Por lo anterior, cabe afirmar que los modelos, en última instancia, constituyen una representación ficcional de la realidad, aunque necesaria para la comprensión de ciertos fenómenos imposibles de comprender dentro de la complejidad que los determina.

Podemos convenir que un modelo aceptable es aquel que propicia la comprensión del sistema real y que conlleva a la generación de conclusiones verdaderas acerca hecho real que representa.

En la ciencia, existen múltiples clasificaciones de modelos que pueden ayudar a su comprensión. En este apartado nos concentraremos en su clasificación en función de la forma en que los modelos representan la realidad: modelos teóricos y modelos analógicos.
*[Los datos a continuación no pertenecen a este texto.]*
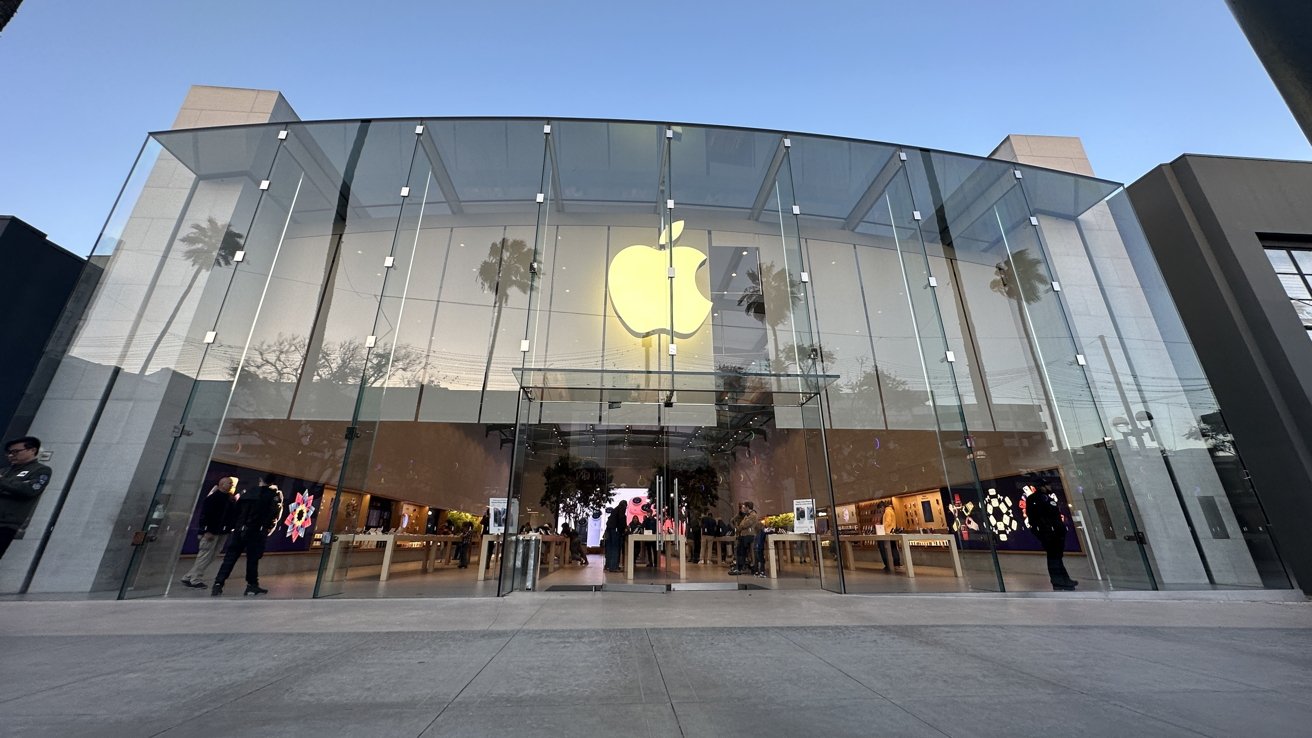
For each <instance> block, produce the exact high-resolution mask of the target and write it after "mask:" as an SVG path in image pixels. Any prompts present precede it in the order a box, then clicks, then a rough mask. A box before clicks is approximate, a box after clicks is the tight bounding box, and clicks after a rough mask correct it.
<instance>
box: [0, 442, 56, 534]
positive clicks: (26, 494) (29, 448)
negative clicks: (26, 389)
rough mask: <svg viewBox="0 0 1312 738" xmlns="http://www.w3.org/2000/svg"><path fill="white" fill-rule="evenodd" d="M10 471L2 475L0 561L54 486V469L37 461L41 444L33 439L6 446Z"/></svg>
mask: <svg viewBox="0 0 1312 738" xmlns="http://www.w3.org/2000/svg"><path fill="white" fill-rule="evenodd" d="M4 448H5V456H7V457H8V460H9V467H8V469H5V470H4V471H3V473H0V557H3V555H4V552H7V550H9V544H10V542H12V541H13V540H14V537H17V536H18V532H20V531H22V527H24V525H26V524H28V519H29V517H31V511H33V510H35V508H37V499H38V498H41V492H43V491H46V486H47V485H50V467H49V466H46V465H45V464H41V462H38V461H37V454H38V453H39V452H41V440H38V439H34V437H31V436H24V437H21V439H14V440H12V441H9V443H8V444H5V445H4Z"/></svg>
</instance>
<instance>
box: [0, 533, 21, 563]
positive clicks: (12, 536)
mask: <svg viewBox="0 0 1312 738" xmlns="http://www.w3.org/2000/svg"><path fill="white" fill-rule="evenodd" d="M17 534H18V529H17V528H0V557H4V552H7V550H9V544H12V542H13V537H14V536H17Z"/></svg>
Los modelos teóricos son un conjunto de supuestos que intentan explicar, de forma esquemática o idealizada, la estructura o el comportamiento de un sistema. Los modelos analógicos, por otro lado, son aquellos que pretenden proporcionar una explicación de las estructuras de un sistema mediante la comparación con un sistema análogo que resulte mejor conocido y que se supone comparte aspectos relevantes, pero no es representativo del sistema bajo estudio en todos los aspectos.

En lo que respecta a la forma en que se presentan y comunican los modelos, estos pueden ser construidos y mostrados en forma de diagramas conceptuales, esquemas, maquetas u otros constructos.
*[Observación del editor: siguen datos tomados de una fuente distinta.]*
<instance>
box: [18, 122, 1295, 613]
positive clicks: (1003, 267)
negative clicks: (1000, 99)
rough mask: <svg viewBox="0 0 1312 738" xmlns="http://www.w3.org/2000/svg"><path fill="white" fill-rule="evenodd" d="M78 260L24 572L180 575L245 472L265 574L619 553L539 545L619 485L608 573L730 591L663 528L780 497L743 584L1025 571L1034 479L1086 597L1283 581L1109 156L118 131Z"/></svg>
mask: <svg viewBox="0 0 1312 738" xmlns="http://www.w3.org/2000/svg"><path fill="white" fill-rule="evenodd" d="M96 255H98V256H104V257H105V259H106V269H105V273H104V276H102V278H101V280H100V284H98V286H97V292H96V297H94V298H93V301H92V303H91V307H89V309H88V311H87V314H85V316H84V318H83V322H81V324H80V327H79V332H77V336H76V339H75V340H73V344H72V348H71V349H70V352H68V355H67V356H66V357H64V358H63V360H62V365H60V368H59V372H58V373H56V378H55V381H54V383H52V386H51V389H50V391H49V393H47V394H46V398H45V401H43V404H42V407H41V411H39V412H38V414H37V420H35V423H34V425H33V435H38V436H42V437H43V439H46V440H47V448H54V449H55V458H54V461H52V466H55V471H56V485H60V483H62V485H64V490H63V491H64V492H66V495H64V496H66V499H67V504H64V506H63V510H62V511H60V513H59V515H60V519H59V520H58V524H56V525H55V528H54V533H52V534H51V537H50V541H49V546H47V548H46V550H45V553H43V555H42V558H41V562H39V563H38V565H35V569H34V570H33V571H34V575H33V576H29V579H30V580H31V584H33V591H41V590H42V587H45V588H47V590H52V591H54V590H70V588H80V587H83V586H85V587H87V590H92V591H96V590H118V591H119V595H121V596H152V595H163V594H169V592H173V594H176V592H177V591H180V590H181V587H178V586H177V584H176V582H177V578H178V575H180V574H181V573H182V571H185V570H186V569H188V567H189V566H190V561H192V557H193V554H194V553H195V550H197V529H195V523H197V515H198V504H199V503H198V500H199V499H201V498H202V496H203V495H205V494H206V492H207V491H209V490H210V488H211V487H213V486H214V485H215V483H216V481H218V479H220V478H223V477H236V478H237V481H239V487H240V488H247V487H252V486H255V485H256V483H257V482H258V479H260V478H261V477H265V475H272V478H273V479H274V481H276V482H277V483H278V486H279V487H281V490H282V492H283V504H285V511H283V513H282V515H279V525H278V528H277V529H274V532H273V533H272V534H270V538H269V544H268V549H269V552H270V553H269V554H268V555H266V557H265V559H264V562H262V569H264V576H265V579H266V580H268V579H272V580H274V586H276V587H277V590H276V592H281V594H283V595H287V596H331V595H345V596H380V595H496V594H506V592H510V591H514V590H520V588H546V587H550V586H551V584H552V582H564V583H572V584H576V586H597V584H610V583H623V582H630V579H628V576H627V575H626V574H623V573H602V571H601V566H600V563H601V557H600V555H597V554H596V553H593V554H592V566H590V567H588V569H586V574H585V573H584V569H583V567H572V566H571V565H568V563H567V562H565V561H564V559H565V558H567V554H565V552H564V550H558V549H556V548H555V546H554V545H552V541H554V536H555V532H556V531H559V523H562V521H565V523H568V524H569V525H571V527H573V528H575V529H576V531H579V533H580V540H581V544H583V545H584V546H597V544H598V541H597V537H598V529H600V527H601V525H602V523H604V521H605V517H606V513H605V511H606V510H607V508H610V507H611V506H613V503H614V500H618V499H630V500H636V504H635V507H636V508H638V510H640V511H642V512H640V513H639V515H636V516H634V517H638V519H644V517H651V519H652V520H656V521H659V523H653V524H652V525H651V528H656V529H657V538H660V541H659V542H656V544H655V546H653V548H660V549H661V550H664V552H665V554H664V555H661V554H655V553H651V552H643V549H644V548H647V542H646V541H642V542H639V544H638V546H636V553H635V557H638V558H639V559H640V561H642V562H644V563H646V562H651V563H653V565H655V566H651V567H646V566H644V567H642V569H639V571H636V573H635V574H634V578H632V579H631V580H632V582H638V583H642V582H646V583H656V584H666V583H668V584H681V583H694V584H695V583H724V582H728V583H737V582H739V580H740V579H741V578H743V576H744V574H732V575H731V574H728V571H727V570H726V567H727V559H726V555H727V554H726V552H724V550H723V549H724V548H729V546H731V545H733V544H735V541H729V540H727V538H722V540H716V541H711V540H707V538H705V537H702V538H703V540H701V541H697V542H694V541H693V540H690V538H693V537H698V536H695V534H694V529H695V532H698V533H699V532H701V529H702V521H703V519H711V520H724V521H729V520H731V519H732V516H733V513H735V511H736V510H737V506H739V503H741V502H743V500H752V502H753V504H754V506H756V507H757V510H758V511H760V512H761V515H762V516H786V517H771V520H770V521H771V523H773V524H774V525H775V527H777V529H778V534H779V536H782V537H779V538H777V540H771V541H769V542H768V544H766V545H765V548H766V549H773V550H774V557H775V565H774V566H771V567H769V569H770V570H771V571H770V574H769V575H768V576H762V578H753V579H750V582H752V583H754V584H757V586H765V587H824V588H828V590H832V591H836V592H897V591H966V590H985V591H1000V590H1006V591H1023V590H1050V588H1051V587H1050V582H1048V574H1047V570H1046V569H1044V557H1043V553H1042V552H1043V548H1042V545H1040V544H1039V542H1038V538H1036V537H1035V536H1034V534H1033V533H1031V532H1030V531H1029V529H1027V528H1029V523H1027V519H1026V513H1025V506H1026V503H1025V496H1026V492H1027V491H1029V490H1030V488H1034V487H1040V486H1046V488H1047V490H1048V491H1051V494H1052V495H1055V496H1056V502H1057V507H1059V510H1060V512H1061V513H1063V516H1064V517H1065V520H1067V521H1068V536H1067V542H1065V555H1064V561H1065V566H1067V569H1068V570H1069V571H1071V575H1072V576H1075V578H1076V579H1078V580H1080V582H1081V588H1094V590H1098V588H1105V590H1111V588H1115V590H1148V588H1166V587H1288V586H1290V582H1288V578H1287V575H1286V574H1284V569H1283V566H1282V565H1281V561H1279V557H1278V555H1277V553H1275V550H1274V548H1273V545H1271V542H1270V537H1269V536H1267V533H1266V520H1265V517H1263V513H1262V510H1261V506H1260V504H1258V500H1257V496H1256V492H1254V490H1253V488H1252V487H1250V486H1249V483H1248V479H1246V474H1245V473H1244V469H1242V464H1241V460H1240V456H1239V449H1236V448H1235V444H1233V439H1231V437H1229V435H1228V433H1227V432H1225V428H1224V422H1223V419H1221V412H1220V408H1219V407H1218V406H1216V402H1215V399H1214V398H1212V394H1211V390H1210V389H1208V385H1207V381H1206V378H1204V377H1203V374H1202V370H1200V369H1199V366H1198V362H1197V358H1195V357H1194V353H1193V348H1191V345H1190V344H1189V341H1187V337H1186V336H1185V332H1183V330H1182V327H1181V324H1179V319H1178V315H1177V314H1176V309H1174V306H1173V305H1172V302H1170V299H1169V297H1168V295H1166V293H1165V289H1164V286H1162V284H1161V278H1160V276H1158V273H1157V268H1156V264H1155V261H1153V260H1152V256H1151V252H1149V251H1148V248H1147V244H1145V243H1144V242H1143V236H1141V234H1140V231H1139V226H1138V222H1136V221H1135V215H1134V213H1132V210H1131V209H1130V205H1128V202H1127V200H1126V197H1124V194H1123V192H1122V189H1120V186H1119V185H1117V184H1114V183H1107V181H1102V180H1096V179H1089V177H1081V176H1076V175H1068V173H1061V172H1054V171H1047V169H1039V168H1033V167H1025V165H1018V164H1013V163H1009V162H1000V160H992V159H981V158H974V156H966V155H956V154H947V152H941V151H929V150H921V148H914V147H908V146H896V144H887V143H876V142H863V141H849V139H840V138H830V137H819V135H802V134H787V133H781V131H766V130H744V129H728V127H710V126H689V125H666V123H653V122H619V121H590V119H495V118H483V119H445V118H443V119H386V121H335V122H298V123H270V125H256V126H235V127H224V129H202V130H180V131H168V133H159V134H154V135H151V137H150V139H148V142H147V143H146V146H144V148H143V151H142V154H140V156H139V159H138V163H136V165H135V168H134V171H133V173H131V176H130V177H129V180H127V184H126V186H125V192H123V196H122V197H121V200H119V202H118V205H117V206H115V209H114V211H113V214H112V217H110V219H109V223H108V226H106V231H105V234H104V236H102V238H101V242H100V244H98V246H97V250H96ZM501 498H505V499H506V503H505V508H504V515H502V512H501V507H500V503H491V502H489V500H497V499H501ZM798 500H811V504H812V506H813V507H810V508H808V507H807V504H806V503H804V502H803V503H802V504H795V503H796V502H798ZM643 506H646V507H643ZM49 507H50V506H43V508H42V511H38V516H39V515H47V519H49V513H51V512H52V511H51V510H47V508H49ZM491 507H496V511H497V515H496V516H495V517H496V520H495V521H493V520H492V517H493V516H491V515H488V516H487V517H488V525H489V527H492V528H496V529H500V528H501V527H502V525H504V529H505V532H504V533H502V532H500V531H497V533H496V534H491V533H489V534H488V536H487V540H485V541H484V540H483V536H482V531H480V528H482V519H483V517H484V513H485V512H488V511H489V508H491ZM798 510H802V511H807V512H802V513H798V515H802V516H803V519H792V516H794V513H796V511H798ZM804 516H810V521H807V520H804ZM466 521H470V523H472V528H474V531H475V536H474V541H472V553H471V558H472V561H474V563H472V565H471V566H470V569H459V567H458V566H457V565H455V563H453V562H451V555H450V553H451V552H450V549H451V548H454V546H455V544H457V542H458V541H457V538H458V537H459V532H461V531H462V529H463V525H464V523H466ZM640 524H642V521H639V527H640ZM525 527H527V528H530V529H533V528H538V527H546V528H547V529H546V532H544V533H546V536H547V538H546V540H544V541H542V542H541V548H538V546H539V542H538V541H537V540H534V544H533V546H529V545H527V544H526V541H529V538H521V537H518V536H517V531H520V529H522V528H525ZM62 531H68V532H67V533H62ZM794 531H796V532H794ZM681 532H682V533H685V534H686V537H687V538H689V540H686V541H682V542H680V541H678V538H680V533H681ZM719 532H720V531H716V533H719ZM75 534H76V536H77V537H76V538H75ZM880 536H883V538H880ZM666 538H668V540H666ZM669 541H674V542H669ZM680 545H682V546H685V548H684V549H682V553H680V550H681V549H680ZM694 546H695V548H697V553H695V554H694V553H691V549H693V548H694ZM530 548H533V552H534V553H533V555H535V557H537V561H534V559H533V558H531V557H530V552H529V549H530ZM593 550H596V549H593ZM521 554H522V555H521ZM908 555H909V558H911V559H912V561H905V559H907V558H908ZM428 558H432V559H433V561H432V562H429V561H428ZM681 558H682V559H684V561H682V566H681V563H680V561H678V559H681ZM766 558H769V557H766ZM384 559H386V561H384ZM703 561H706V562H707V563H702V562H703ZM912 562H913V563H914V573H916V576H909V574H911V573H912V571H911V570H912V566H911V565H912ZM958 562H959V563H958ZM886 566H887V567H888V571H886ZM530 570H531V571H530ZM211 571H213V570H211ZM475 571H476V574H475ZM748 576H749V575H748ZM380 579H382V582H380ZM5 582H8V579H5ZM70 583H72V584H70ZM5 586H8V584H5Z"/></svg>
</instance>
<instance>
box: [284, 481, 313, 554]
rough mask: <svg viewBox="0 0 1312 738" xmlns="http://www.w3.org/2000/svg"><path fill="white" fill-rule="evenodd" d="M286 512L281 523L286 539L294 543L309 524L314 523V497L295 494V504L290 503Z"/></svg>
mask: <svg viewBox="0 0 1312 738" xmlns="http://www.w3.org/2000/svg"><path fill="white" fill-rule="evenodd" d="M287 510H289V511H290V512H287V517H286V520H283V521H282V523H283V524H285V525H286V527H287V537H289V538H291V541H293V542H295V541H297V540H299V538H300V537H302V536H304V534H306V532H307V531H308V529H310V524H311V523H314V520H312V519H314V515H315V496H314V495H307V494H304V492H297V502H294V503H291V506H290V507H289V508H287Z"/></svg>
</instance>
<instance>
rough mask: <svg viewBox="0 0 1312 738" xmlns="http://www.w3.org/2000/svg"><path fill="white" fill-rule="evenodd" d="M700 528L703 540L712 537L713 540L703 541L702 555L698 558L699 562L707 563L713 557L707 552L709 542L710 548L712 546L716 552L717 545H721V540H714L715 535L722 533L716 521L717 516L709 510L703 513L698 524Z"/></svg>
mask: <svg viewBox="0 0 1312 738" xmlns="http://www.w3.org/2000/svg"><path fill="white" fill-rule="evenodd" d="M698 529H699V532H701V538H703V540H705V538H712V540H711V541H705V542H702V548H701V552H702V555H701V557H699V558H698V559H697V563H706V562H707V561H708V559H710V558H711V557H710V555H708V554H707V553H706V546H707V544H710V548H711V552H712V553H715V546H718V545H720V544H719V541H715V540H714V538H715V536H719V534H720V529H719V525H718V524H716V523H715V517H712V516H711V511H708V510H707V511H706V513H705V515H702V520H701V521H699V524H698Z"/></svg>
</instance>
Del mismo modo, los modelos pueden ser clasificados de acuerdo con la forma que toman como modelos formales (o matemáticos) y modelos semánticos. Los modelos formales se corresponden con ecuaciones matemáticas que describen y simulan el comportamiento de un fenómeno a partir de la identificación de las variables que mejor describen su comportamiento. Podemos decir, por ejemplo, que un conjunto de ecuaciones que describe la producción de café en una zona geográfica es un modelo matemático de ese sistema productivo.

Los modelos semánticos, por su parte, consisten en enunciados que reflejan el comportamiento de un fenómeno o bien en entidades físicas o conceptuales que satisfacen los enunciados o sistemas de ecuaciones que describen un sistema. En por ello que un modelo semántico se puede corresponder con un modelo a escala, un conjunto de enunciados, un diagrama y hasta una ecuación matemática siempre que satisfagan un sistema previamente descrito. De lo anterior se deduce la existencia de modelos teóricos–formales, teóricos-semánticos; modelos analógicos–formales y analógicos semánticos. Estos temas podremos tratarlos a profundidad más adelante.

De manera general y a modo de conclusión, cabe recalcar que, sin importar la clasificación a que estemos aludiendo, los modelos constituyen una representación simplificada de la realidad, útil para entender y/o explicar la realidad, desarrollar una teoría, predecir sucesos, establecer un modo de proceder o simplemente para fines didácticos.